Common Planning Tools
Several structured methods exist to facilitate person-centered planning. Two of the most widely used are MAPs (Making Action Plans) and PATH (Planning Alternative Tomorrows with Hope). Both are visual, collaborative processes typically done with markers on large paper, guided by a trained facilitator. MAPs helps a person create an action plan oriented around their dreams. PATH works backward from an ideal future to identify concrete steps. Another common tool, the Circle of Support, maps out the people in someone’s life who can contribute to their goals.
These tools share a common thread: they start with the person’s vision rather than a professional assessment. The facilitator’s job is to draw out what matters to the individual and help translate that into actionable steps, not to prescribe solutions.
What Makes It Different From Traditional Planning
Traditional service planning typically starts with a professional evaluation, identifies deficits, and matches the person to available programs. The person may have input, but the structure and options are determined by the system. Person-centered planning reverses that power dynamic. The person defines what a good life looks like, and the system figures out how to support it.

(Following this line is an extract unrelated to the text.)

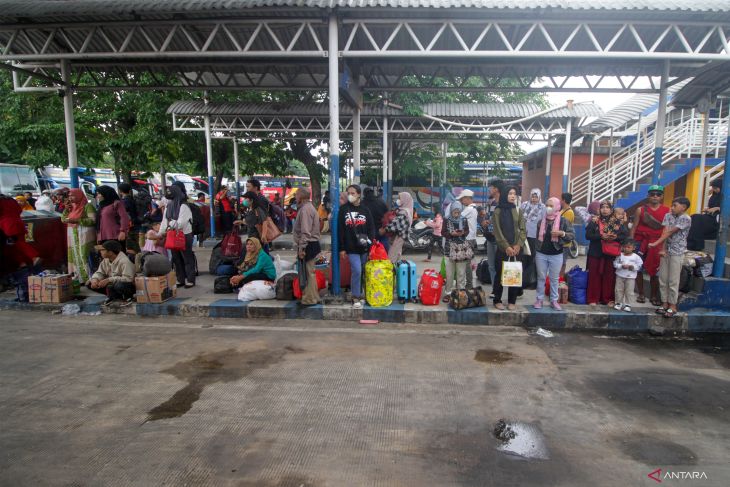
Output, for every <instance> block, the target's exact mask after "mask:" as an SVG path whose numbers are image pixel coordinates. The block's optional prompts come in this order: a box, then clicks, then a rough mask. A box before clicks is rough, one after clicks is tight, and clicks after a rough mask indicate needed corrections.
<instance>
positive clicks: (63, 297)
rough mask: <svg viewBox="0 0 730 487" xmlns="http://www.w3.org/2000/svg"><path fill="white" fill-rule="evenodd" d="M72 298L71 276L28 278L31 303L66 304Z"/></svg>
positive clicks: (29, 291) (47, 276)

This doesn’t mean there are no boundaries. Health and safety still matter, and the process includes identifying medical needs and considering appropriate risks. But the starting point is fundamentally different. Instead of fitting a person into a system, the system adapts to the person. That distinction sounds abstract until you see the practical difference: someone choosing their own daily schedule in a group home, a student picking a career path that excites them rather than one that’s convenient for the school, or a nursing home resident eating breakfast at 10 a.m. because that’s when they’ve always preferred it.